Конечно, я его понял. Я понял все уже утром. Вернувшись домой, я несколько часов подряд пожинал плоды вчерашнего кутежа. И дело не только в ужасающем похмелье. Куда больше меня удручало мое изменившееся представление о Ким.

Нечто подобное происходит с моими произведениями. Закончив рассказ, я откладываю его в сторону на недельку-другую. Потом перечитываю свежим взглядом и нахожу кучу недоделок и огрехов, они просто выпирают, даже странно, что я не заметил их сразу. Разумеется, этот этап неизбежен, если ты желаешь достичь хотя бы подобия совершенства. Но есть в нем и неприятная сторона: то, что считал шедевром, чем так гордился, вдруг оказывается посредственной и заурядной писаниной, над которой еще корпеть и корпеть, прежде чем она превратится в нечто удобоваримое.

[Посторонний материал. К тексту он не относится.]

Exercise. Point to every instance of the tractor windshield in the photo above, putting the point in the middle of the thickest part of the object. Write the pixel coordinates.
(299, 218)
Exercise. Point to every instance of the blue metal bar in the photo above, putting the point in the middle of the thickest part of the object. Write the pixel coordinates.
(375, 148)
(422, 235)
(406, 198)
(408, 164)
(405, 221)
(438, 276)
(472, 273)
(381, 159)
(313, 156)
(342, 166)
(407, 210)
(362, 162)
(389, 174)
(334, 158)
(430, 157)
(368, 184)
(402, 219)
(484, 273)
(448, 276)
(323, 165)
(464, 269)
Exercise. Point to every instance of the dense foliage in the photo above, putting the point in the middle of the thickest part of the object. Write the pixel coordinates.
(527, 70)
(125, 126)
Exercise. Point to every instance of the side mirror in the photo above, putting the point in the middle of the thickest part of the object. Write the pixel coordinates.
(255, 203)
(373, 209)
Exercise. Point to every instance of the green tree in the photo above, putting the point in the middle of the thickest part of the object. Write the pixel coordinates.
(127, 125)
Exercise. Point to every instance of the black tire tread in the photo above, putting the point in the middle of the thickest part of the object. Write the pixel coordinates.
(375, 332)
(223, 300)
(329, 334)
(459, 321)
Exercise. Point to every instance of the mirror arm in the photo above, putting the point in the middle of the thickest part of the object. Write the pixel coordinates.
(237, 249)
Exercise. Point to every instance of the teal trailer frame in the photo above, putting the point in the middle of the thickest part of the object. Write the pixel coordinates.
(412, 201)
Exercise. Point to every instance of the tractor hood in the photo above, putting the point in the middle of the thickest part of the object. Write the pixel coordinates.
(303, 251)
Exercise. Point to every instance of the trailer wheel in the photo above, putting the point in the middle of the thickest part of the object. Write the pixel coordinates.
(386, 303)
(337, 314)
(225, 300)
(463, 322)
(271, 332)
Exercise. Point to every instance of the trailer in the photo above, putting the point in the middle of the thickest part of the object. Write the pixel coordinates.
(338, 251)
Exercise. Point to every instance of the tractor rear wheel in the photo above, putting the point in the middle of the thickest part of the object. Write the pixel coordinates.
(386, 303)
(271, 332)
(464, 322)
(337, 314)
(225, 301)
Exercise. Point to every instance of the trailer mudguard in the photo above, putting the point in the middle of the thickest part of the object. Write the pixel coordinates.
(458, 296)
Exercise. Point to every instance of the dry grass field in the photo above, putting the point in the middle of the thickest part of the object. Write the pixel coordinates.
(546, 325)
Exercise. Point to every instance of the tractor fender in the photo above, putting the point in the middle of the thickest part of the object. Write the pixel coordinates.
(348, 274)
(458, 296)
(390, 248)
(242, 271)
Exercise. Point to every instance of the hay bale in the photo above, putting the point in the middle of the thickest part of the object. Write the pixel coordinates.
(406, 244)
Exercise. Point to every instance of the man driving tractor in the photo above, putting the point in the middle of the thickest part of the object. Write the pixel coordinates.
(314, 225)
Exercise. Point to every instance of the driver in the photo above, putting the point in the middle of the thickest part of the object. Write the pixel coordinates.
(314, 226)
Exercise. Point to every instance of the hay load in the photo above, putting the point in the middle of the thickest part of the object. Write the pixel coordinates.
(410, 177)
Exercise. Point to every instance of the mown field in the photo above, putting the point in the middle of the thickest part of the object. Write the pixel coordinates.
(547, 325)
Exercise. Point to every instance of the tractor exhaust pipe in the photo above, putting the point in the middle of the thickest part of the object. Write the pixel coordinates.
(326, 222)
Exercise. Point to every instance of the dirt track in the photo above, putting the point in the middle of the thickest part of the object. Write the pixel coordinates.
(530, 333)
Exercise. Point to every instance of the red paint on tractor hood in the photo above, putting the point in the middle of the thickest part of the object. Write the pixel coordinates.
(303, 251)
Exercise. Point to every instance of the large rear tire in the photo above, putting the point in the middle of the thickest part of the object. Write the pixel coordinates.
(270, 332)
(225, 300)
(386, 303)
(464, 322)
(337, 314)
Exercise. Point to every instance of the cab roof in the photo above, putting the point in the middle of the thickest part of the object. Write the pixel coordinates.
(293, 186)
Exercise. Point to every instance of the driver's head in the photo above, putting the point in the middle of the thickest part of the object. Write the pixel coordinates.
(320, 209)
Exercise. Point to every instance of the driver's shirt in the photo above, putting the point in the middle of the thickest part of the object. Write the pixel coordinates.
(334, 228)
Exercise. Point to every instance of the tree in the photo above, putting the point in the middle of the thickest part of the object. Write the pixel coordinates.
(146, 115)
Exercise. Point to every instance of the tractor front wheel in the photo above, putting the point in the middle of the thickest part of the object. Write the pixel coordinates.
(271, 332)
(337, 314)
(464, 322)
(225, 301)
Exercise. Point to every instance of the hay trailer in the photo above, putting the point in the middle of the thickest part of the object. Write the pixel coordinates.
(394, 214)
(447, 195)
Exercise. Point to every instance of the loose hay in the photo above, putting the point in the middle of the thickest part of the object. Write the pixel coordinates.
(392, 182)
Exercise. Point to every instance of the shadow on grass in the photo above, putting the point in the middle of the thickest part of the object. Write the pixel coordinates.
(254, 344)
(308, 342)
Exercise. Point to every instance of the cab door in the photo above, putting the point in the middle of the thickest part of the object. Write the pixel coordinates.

Примерно то же самое приключилось со мной накануне. Я все еще сходил с ума от Ким. Точнее, от ее тела. Красота ее никуда не делась, и чувственность никуда не делась, и ее аромат, от которого я буквально дурел, был при ней. А вот с характером Ким что-то произошло, точнее, это со мной что-то произошло. То ли после третьего, то ли после четвертого коктейля я поймал себя на мысли, что некоторые ее черточки, которые мне прежде нравились, да что там, которые я боготворил, стали меня дико раздражать, даже бесить. Ее энергичность вдруг показалась мне развязностью, а ее уверенные манеры — бесцеремонностью. Детская непосредственность больше смахивала на вульгарность и фальшь. А ее осведомленность обо всем на свете обернулась поверхностным всезнайством, за которым нет ничего, кроме стремления произвести впечатление. Женщина, которую я любил за изысканность, естественность и простоту, вдруг оказалась обычной холеной дурой, склонной к дешевой эффектности.